Conversely, DINO could be used to "trick" cells into self-destructing. When the researchers used molecular techniques to add the RNA into cells that had not sustained DNA damage, the cells acted as if they had in fact been injured and triggered a damage response.
By adding DINO, the researchers are "forcing the cells into a [self-destruct] program that the cells actually weren't in. They're faking the cells out, for all intents and purposes," said Dr. Watson.
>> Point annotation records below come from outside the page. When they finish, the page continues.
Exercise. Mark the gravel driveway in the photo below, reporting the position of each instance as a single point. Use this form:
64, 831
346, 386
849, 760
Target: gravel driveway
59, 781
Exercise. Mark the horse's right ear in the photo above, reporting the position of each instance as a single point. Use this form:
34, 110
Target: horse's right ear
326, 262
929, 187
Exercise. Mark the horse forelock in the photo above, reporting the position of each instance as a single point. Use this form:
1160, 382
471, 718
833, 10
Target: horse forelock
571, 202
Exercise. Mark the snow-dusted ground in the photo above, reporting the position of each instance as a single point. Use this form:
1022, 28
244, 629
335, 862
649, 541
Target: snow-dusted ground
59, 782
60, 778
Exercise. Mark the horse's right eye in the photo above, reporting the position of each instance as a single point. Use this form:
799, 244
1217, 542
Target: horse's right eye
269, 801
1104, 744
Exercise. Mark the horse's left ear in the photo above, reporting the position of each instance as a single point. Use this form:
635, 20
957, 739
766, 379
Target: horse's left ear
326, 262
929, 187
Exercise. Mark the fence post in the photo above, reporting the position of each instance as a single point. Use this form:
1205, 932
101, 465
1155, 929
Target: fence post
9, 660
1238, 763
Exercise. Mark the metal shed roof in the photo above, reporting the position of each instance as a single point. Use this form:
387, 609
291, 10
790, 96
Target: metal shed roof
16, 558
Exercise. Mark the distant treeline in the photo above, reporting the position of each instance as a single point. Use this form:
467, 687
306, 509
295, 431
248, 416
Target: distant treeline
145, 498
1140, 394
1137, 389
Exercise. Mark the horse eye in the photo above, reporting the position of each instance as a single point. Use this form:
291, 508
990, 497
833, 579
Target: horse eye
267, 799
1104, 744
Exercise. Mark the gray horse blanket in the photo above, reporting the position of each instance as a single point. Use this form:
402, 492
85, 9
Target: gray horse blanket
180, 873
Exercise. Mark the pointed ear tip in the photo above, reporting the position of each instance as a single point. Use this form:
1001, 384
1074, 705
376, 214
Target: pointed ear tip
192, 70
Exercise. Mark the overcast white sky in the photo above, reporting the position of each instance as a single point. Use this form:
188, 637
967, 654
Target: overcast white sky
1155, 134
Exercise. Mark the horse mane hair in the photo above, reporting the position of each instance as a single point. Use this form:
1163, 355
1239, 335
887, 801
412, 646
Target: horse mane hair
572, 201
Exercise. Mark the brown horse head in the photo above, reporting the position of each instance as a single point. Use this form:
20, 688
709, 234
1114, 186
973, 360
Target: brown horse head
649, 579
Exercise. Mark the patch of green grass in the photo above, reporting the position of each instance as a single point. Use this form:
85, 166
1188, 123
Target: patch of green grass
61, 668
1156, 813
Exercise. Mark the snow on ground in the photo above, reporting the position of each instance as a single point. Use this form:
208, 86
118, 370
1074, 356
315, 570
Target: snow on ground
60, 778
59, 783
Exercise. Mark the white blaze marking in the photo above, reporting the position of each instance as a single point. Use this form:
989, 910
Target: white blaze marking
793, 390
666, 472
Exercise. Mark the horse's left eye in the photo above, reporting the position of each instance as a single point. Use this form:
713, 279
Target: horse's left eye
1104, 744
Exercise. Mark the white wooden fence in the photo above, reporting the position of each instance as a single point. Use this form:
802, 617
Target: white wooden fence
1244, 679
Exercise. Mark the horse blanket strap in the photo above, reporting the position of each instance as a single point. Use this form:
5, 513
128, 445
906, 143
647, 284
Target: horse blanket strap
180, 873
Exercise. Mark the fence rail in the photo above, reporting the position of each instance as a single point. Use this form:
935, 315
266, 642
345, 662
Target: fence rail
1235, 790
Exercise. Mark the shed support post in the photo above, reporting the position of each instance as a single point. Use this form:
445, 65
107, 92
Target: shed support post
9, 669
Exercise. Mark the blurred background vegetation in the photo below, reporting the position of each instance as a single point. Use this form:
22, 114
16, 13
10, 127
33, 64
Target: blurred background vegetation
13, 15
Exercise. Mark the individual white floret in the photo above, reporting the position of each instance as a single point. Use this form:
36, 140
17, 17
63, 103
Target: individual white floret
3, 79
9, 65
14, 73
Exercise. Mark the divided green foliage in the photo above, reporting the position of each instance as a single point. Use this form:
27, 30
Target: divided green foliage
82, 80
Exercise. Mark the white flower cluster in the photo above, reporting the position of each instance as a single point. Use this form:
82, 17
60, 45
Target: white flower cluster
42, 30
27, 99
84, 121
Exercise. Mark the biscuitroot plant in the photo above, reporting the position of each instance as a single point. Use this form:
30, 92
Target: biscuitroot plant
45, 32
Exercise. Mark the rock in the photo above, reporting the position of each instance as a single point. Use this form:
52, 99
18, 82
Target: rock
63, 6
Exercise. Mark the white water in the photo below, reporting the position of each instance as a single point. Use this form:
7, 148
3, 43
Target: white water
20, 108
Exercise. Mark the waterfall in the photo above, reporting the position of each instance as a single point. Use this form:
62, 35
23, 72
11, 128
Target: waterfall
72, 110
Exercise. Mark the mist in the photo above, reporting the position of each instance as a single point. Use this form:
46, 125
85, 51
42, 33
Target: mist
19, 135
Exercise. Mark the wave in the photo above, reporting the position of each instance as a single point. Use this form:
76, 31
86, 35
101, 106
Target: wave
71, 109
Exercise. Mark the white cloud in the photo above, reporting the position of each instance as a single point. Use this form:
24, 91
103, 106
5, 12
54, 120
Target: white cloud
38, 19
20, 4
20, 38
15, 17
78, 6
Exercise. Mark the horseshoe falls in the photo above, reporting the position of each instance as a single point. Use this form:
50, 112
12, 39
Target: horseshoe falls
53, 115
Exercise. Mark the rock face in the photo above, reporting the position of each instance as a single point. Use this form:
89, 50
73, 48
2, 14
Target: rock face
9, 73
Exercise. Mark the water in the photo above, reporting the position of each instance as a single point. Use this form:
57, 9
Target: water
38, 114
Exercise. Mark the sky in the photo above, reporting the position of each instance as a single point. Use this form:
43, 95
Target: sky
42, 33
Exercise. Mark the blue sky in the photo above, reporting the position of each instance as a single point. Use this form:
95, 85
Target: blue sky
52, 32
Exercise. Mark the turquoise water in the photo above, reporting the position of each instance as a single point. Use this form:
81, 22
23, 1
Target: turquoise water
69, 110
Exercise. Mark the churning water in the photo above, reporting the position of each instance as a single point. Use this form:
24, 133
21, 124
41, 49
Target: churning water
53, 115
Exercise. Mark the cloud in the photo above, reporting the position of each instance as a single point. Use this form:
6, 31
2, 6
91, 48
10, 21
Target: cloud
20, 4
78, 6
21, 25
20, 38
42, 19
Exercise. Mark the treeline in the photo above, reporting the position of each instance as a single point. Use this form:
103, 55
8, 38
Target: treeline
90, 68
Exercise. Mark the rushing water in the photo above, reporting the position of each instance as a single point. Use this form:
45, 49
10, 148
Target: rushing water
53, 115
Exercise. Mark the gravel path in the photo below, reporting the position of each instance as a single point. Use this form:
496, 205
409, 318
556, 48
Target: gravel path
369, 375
This successful manipulation of the p53-driven self-destruct pathway "is one of the exciting elements of this paper," she added, as it hints at the potential to use DINO to switch on p53 on demand.
Harnessing DINO
In further experiments with mice, the researchers found that when mice lacking Dino (the mouse version of DINO) were exposed to what would normally be a lethal dose of radiation, they lived significantly longer than normal mice that expressed Dino, indicating that their cells were taking longer to "see" the damage they had accrued, though they did eventually die from radiation exposure.
The alteration of the damage response in this scenario is intriguing for its potential use in radiation therapy for cancer treatment, explained Dr. Chang. "This is something that you could [potentially] use to tune a patient's response to radiation, either to enhance radiation therapy or mitigate its side effects."
Further research is needed to explore these potential uses, as well as to investigate if manipulating DINO could actually prevent or reverse cancer cell formation resulting from a damaged p53 gene, added Dr. Chang.
His lab is planning follow-up studies to see how altering DINO expression affects cancer development and progression and to understand how DINO stabilizes p53.
While it might seem odd to call a molecule like DINO that triggers cell death a genome guardian, "it's a pruning process," concluded Dr. Chang. "If all these damaged cells stick around, and they're all still copying themselves, then we have a lot of problems."